Nuliajuk flopped around in the swamp, mud dripping from her flippers, mud on her face. She shook her head and drops of bloody mud flew out of her long black hair. She sat up on her hind flippers, smiled, and with one flipper waved her arm at the great swamp.
"Welcome," Nuliajuk said. "Welcome, Qawik, to Hell."
"Hell," Qawik asked Nuliajuk. "What is this Hell?"
"The world below," she said. "The place where the tungai live. The land of the devils."
"Ah," said Qawik, smiling. "That Hell. The missionaries spoke of it often. Is this where Satan lives?"
"Satan does not live," Nuliajuk said. She turned from him, drew her seal body behind her over the mud.
"Satan exists. It is not life so much as... so much as something else. We do not live here. We ... well, you will see soon enough."
"Why am I here?" he asked.
She shook her head, scratched at her neck with a flipper. "Always with the why, eh? You humans: why, why, why?"
"Why am I here?" he asked.
"You are here, Qawik, because you are a heathen and a sinner. Didn't the missionaries explain that to you. Qawik followed her across the mud. "I was baptized," he said. "I received the good news of the Lord. I accepted his spirit into my body." He stopped. "That was shortly before I became an angatkok."
"An angatkok!" Nuliajuk stopped, sat, furrowed her brow. "Ah: a shaman." She crawled on through the mud. "You were baptized. You must answer to God." She turned, looked at him with intense green eyes. "That is why you are in Hell."
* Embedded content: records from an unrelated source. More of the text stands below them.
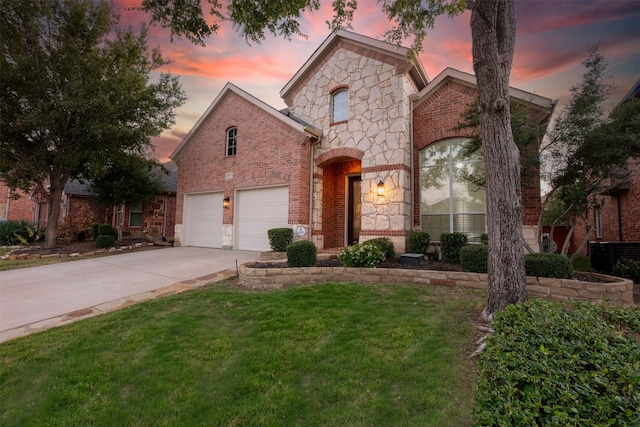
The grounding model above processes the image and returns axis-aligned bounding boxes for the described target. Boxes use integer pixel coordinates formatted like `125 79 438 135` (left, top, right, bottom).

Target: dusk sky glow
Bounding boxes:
114 0 640 162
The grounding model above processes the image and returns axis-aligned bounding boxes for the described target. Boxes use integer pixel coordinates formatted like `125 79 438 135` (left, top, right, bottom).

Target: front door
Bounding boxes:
347 175 362 245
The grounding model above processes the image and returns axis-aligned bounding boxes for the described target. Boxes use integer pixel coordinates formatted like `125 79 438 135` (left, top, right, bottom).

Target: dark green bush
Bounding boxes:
0 220 39 246
267 228 293 252
460 245 489 273
524 252 573 279
407 231 430 255
474 300 640 426
287 240 317 267
613 258 640 284
440 233 469 263
96 234 116 248
367 237 396 261
96 224 118 241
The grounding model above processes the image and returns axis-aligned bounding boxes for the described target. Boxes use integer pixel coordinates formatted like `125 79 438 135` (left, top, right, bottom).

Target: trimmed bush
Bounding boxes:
96 234 116 248
96 224 118 241
440 233 469 263
407 231 430 255
524 252 573 279
338 242 386 268
474 300 640 426
267 227 293 252
287 240 317 267
0 220 39 246
366 237 396 261
460 245 489 273
612 258 640 284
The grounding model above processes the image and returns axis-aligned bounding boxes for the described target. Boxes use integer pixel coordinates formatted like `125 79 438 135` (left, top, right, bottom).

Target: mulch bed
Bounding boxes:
6 239 168 255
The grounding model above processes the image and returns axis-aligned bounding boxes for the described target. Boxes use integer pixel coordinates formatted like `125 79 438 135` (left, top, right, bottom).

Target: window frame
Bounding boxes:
225 126 238 157
331 86 349 124
419 137 487 243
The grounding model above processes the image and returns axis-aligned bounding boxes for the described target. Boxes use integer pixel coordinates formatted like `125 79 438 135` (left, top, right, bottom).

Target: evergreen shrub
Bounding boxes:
613 258 640 284
474 300 640 426
524 252 573 279
460 245 489 273
338 242 386 268
267 227 293 252
440 233 469 263
287 240 317 267
96 234 116 248
366 237 396 261
407 231 430 255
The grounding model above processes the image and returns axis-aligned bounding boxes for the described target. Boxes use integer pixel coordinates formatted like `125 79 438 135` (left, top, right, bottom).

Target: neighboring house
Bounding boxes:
573 79 640 259
0 162 178 241
171 31 555 252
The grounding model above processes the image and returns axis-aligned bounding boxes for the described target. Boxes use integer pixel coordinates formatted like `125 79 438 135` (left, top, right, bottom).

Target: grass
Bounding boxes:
0 283 483 427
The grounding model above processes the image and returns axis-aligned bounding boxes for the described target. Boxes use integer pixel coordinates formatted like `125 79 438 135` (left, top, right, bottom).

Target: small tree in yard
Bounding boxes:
91 153 167 240
0 0 185 247
540 47 640 259
141 0 527 319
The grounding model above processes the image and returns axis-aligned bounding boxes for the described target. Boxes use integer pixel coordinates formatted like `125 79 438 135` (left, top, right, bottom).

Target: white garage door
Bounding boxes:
183 193 222 248
235 187 289 251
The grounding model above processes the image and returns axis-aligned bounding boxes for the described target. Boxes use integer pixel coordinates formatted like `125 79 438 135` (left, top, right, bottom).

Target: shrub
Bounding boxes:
480 233 489 245
267 228 293 252
440 233 469 263
0 220 40 246
96 234 116 248
613 258 640 284
366 237 396 260
287 240 317 267
407 231 430 255
338 242 386 268
460 245 489 273
474 300 640 426
96 224 118 242
524 252 573 279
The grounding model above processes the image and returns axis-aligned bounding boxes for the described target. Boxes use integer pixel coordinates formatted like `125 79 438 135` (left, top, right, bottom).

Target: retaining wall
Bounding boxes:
239 263 633 305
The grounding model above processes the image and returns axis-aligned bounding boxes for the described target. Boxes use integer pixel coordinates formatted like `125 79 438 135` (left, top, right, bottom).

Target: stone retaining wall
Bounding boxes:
239 263 633 305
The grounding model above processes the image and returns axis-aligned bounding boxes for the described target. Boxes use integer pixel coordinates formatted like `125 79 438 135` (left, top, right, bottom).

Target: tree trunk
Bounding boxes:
471 0 527 321
44 169 68 248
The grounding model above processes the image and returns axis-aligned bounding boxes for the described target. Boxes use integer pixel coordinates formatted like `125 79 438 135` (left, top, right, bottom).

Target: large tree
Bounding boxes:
142 0 526 319
544 46 640 258
0 0 185 247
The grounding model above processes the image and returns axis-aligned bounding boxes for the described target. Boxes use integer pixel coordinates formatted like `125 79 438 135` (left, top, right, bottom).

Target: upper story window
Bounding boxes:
331 89 349 123
227 128 238 156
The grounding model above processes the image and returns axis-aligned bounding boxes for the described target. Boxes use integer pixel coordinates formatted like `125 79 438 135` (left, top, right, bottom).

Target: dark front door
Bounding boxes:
347 175 362 245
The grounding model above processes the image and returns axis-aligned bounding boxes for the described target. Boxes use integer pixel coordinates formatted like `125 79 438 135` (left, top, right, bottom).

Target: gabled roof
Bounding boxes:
280 30 429 99
169 83 322 160
414 68 557 115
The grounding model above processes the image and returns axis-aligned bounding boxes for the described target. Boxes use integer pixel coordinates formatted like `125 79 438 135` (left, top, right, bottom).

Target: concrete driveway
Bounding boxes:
0 247 260 342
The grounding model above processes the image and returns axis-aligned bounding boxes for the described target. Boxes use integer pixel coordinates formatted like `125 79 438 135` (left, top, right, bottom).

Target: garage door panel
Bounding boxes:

She swatted at the back of her seal body. "Oh, Heaven. I am sick of this body and this goddamn swamp. Take my hand."
"Hand?"
"My fucking paw. Take my paw." Qawik reached down and grabbed her paw. "Close your eyes, babe. We're going to New Hell."
She twined and oozed and the swamp went white, then gray, then became a whitewashed room that smelled of disinfectant. The walls and floor were bare, except for a metal chair bolted to the wooden floor, and an alcove along one wall that held a great granite throne. Two lanterns hung from hooks on either side of the throne; the wicks hadn't been trimmed in some time, and the chimneys of the lanterns were black with soot Nuliajuk squeezed his hand. Her paw felt warm, soft; as he watched, the flipper wiggled into a hand. He looked up at her: same face, but no more seal body. She was a little shorter than him, but fleshy, big, the way a bearded seal looked. She wore a sealskin parka, sealskin boots and breeches; the black and white spots matched her old seal body. She had braided her hair into a complicated coiffure, two plaits from above her ears that Joined below her chin into a long red braid that came to her waist.
"Nuliajuk?" he asked.
She shook her head. "No, not the seal woman. I am the Welcome Woman. This is my real body," she ran her hands over the parka, "though I do like this coat."
The Welcome Woman pointed at the metal chair. "Sit," she said. "The Lord Satan will pronounce your sentence."
"Satan?"
"Sit," she said.
He sat, and when he turned to her again, she was gone.
"Qawik." a voice said from the throne. "Qawik?"
Qawik looked up. A man sat in the throne - not a man, an inua - a naked man with the head of a bear; an immense cock dangled from his crotch almost to the floor. A tungai, some spirit, sat on the man's broad shoulders; the tungai had the head of a bat and the body of something that looked like an ermine, with a long tail and small hands. The granite throne glowed dull red, and the inua's skin sizzled like caribou steaks frying in fat.
"Satan?" As the words came out, the chair shocked him, and Qawik winced.
"Lord Satan," the inua said. Satan's teeth clicked as he spoke. "Christ, how I hate these primitive religions. Yes, I am Satan, Prince of Darkness, Lucifer, all that crap. You call yourself Qawik. But I see here," he waved his hand and a long yellow parchment unrolled from his fingers, "that you have other names, too."
"I am also called-"
"Don't say it," Satan said. "It's probably one of those godawful names that only He can pronounce. Qawik. You will go by Qawik here. If means ... Oh, blast, it's here somewhere."